Professor Rastlos
Hans Joachim Voth: Von McKinsey in die Uni

Hans-Joachim Voth hätte bei McKinsey durchstarten können. Aber er flüchtet zurück an die Uni. Heute erforscht er in Barcelona Spekulationsblasen, und fast alle suchen seinen Rat – der Finanzminister, Gewerkschaften und Berater.

Seine Kollegen sind ziemlich irritiert, seine Chefs noch viel mehr. Gerade erst hatte Hans-Joachim Voth im Sommer 1996 bei McKinsey angefangen; 28 Jahre jung ist er, den Doktortitel in der Tasche. Ein kluger Kopf, keine Frage. Aber auch noch ganz schön unerfahren. Ein kleines Licht in der McKinsey-Hierarchie. Einer, der sich hinten anstellen sollte. Eigentlich.

Tut er aber nicht. Sein erstes Projekt führt ihn zur Deutschen Börse nach Frankfurt. Immer häufiger sitzt Voth, der große, schlaksige Junior-Berater im dunklen Anzug, weißen Hemd und unauffälliger Krawatte mit einem deutlich älteren und unprätenziösen Herrn zusammen. Mit einem Pfeifenraucher, der meist T-Shirt und Schlabberhose trägt und fast nie eine Krawatte: Werner G. Seifert, Vorstandsvorsitzender der Deutschen Börse.

Die beiden diskutieren, stundenlang, bis in die Nacht. Anfangs sind meist noch höherrangige McKinsey-Leute dabei, immer häufiger reden Seifert und Voth aber unter vier Augen. „Die anderen in meinem Team“, erinnert sich Voth 13 Jahre später, „haben schon komisch geguckt.“ Immerhin: Dass er so schnell das Vertrauen von Seifert fand, hilft ihm beim Jahresbonus sehr.

„Voth ist mir sofort aufgefallen und hat mich wirklich beeindruckt“, erinnert sich Seifert selbst. Der junge Mann, merkt der Börsenchef schnell, ist kein normaler Unternehmensberater. Niemand, der jedem beliebigen Problem vorgefertigte Standardrezepte überstülpt. Sondern einer, der sich wirklich eindenkt, die Dinge verstehen will, und dann eigene Ideen entwickelt. „Er bohrte einfach tiefer als die anderen“, schwärmt Seifert noch heute. „Er hat schnell erfasst, was das Hauptproblem war, und hat extrem attraktive Lösungsansätze entwickelt.“ Ob es um die Einführung eines elektronischen Handelssystems geht, um die Argumente gegen eine Börsenumsatzsteuer oder eine Analyse der Konkurrenten für die Deutsche Börse – Seifert diskutiert bald lieber mit dem 28-jährigen Junior-Berater als mit dem altgedienten, erfahrenen McKinsey-Personal.

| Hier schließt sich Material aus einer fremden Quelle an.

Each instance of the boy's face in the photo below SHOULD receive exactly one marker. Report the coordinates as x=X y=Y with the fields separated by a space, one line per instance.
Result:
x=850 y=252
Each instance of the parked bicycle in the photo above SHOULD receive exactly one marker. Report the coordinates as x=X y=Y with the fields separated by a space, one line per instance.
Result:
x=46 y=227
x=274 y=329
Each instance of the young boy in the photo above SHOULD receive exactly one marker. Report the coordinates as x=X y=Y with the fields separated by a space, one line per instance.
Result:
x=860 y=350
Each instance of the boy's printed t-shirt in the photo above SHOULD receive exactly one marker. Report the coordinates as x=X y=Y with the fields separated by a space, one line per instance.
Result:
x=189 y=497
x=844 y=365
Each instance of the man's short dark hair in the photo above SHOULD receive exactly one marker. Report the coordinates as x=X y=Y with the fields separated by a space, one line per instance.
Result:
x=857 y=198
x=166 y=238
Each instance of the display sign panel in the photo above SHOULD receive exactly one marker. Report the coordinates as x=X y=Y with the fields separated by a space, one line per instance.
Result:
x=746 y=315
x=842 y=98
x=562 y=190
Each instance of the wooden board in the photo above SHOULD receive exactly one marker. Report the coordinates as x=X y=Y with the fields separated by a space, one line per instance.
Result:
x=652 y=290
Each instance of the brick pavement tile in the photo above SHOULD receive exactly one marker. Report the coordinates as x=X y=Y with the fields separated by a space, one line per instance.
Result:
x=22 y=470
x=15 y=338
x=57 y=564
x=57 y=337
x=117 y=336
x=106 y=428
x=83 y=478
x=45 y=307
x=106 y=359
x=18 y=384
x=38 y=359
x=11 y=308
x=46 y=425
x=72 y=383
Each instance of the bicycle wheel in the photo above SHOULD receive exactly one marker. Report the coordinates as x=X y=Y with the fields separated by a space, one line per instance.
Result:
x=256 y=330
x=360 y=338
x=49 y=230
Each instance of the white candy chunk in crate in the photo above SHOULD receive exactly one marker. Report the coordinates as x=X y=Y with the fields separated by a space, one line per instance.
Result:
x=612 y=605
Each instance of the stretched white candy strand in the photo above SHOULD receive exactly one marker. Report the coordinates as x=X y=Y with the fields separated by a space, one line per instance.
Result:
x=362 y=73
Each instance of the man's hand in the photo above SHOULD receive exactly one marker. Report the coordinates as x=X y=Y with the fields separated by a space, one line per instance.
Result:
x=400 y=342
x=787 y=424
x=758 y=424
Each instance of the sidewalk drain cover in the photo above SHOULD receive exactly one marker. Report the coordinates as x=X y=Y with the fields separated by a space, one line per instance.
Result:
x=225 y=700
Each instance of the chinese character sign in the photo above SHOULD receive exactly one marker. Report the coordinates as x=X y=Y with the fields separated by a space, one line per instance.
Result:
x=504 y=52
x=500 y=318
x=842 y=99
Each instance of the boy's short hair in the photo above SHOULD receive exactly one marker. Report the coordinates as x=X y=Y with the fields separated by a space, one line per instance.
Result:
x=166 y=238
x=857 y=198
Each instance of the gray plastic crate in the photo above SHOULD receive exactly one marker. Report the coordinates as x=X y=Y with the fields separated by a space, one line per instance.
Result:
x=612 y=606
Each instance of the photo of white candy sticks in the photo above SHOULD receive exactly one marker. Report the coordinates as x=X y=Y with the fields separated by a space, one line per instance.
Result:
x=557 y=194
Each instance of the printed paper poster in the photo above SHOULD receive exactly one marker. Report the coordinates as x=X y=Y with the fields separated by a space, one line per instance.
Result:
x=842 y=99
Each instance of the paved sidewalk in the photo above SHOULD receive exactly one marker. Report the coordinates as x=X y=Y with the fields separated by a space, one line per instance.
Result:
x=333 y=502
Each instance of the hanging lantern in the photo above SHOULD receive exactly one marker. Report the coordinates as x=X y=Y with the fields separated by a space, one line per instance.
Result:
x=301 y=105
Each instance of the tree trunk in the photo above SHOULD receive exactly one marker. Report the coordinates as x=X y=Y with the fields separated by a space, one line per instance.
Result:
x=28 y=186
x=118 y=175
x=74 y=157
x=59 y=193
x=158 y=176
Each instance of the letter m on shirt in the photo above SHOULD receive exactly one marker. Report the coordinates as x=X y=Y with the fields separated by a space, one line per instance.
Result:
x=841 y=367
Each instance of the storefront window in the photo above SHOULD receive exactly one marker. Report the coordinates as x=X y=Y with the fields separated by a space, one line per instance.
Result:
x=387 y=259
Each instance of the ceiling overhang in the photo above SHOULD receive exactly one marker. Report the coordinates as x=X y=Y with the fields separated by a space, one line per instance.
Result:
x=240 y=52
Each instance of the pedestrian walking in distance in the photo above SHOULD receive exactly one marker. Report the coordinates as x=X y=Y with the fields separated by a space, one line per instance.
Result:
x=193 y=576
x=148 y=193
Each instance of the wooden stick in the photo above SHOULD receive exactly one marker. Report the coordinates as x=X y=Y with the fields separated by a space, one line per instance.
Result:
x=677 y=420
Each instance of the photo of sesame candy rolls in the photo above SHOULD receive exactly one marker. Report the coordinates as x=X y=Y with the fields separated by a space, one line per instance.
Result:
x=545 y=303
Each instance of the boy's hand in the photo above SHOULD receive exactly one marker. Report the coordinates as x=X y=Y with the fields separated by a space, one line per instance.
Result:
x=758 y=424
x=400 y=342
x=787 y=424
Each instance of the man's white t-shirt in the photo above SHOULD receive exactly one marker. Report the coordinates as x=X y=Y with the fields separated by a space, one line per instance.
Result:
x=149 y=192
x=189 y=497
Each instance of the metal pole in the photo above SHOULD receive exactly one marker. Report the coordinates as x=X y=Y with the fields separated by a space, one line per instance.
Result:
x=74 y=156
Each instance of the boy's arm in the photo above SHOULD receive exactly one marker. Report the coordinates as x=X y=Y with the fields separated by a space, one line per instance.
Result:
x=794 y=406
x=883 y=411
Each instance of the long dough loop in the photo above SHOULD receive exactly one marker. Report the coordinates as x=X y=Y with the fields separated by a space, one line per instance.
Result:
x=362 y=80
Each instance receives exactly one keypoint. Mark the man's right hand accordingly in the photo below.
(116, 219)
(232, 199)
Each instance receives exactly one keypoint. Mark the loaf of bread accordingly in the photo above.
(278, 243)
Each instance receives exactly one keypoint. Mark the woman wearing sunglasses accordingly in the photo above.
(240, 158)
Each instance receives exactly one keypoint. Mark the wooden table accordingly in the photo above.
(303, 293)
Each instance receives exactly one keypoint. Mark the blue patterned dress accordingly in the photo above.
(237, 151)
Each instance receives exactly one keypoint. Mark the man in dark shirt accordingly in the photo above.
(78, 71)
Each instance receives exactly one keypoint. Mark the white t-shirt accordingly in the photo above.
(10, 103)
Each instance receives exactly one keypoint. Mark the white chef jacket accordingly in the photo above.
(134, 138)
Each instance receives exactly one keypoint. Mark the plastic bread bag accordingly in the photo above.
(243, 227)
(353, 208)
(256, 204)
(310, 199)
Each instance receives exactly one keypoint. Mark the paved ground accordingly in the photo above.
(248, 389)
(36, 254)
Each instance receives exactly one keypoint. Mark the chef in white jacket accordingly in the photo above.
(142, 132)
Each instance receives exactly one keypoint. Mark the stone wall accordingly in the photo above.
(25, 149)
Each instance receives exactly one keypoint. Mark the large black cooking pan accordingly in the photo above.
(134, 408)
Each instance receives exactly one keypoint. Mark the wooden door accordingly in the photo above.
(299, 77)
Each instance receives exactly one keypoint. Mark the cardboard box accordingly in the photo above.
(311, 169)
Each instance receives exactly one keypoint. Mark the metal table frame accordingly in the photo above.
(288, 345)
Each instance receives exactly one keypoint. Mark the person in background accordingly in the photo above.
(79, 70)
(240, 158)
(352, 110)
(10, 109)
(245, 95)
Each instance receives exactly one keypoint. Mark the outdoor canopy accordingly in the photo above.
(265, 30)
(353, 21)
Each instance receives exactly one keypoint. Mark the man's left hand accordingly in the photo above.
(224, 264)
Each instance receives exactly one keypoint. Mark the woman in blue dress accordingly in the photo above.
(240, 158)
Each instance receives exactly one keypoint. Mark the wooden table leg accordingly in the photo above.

Zum „Mecki“ wird Voth denn auch nicht. Sein Ausflug in die Privatwirtschaft endet schnell. Voth macht in den Jahren danach Karriere, ja doch, aber weder bei McKinsey noch bei der Deutschen Börse noch in der SPD, für die er eine Schwäche hat. Sondern in der Wissenschaft. Nach zwei Jahren bei McKinsey geht er zurück an die Uni. Und 13 Jahre später, mit gerade mal 40, ist er einer der international erfolgreichsten und einflussreichsten Wirtschaftswissenschaftler Europas. Voth hat einen Lehrstuhl an der Universität Pompeu Fabra (UPF) in Barcelona, die zu den besten Adressen für Volkswirtschaftslehre in Europa gehört; seine Arbeiten erscheinen regelmäßig in den wichtigsten Fachzeitschriften der Welt.

Gerade erst hat er vom „European Research Council“ der EU 2,1 Millionen Euro für seine Forschung bekommen; und erst vor kurzem hat er wieder ein AbwerbeAngebot einer renommierten Hochschule ausgeschlagen. Diesmal wollten ihn die Volkswirte der Berliner Humboldt-Uni holen, vorher hatte Zürich an ihm gebaggert. Für McKinsey arbeitet Voth bis heute, aber immer nur freiberuflich. An mehreren McKinsey-Büchern hat er mitgearbeitet, und auch bei Beratungsprojekten zieht ihn sein alter Arbeitgeber immer wieder heran. „Wir schätzen ihn sehr“, sagt McKinsey-Manager Heino Faßbender.